Was the story about Mike Brown’s blood in Darren Wilson’s vehicle selectively leaked

October 20, 2014

Monday, October 20, 2014

Good morning:

Questions surfaced yesterday regarding the sources of the New York Times article on Saturday that has been used to portray Mike Brown as the aggressor in his encounter with Officer Darren Wilson of the Ferguson Police Department.
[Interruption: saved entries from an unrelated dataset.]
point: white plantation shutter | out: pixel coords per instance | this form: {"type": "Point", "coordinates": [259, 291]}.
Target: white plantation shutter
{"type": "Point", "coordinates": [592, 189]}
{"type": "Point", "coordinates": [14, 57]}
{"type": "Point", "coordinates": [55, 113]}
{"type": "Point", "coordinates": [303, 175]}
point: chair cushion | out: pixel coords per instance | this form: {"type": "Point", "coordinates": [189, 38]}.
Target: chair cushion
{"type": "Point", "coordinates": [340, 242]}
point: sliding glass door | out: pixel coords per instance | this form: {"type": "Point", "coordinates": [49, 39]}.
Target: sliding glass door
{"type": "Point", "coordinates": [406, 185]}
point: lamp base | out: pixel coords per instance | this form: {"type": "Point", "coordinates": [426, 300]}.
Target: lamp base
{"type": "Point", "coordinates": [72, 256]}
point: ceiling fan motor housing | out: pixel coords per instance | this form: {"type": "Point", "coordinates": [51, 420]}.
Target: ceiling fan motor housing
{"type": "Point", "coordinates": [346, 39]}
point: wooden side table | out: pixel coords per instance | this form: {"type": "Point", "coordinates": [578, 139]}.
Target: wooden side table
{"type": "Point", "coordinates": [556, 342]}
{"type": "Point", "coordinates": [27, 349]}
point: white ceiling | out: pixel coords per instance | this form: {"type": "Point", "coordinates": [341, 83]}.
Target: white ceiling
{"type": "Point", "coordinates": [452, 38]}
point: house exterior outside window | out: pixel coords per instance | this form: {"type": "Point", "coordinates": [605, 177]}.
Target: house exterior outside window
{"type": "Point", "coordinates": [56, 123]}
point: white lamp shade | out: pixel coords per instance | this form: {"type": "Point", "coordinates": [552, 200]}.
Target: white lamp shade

I wrote about the article, Michael Brown’s blood found on officer’s gun, uniform and interior panel of driver’s door.

I suspect the tip about Mike Brown’s blood may be true, however, I think it is a good example of selective leaking motivated by a desire to portray Mike Brown as the aggressor and discredit Dorian Johnson’s statement about the shooting.

As I pointed out yesterday, even if this information is true, it is consistent with Dorian Johnson’s statement that Wilson grabbed Mike Brown’s arm through the open window, pulled him to pin him against the door, drew his gun and shot him in the arm during the ensuing struggle.

Not only is the forensic evidence consistent with Dorian Johnson’s statement, it does not address the fundamental issue in the case; namely, did Darren Wilson shoot and kill Mike Brown after he stopped fleeing, turned around and raised his hands in the universally understood gesture of surrender?

Nevertheless, that did not stop the right-wing-message-machine from claiming that the forensic evidence proves Mike Brown was the aggressor and exculpates Darren Wilson.

The sources of information referenced in the article are not identified, except for this statement in the first paragraph, “according to government officials briefed on the federal civil rights investigation into the matter.”

The second paragraph refers to “forensic tests conducted by the Federal Bureau of Investigation.”

The eighth paragraph states that, “the account of Officer Wilson’s version of events did not come from the Ferguson Police Department or from officials whose activities are being investigated as part of the civil rights inquiry.”

Sometimes, you have to look at what is not said in order to discern the truth.

What was not said is whether the unnamed officials may be biased by virtue of relationship or continued employment by the “officials whose activities are being investigated as part of the civil rights inquiry.”

Given the absence of awareness that the forensic evidence is consistent with Dorian Johnson’s statement, I think we are seeing an example of selective leaking motivated by a desire to influence public opinion by portraying Darren Wilson as the victim.

I suspect the leak was planned and is a good example of what the grand jury is being told and how it will be manipulated to conclude that Darren Wilson should not be charged with a crime.

No indictment would be a crime because none of the eyewitness statements can be reasonably interpreted to support a conclusion that Officer Darren Wilson was in imminent danger of death or serious injury when he fired the fatal shots.

We continue to wait for justice in Ferguson and we are losing patience.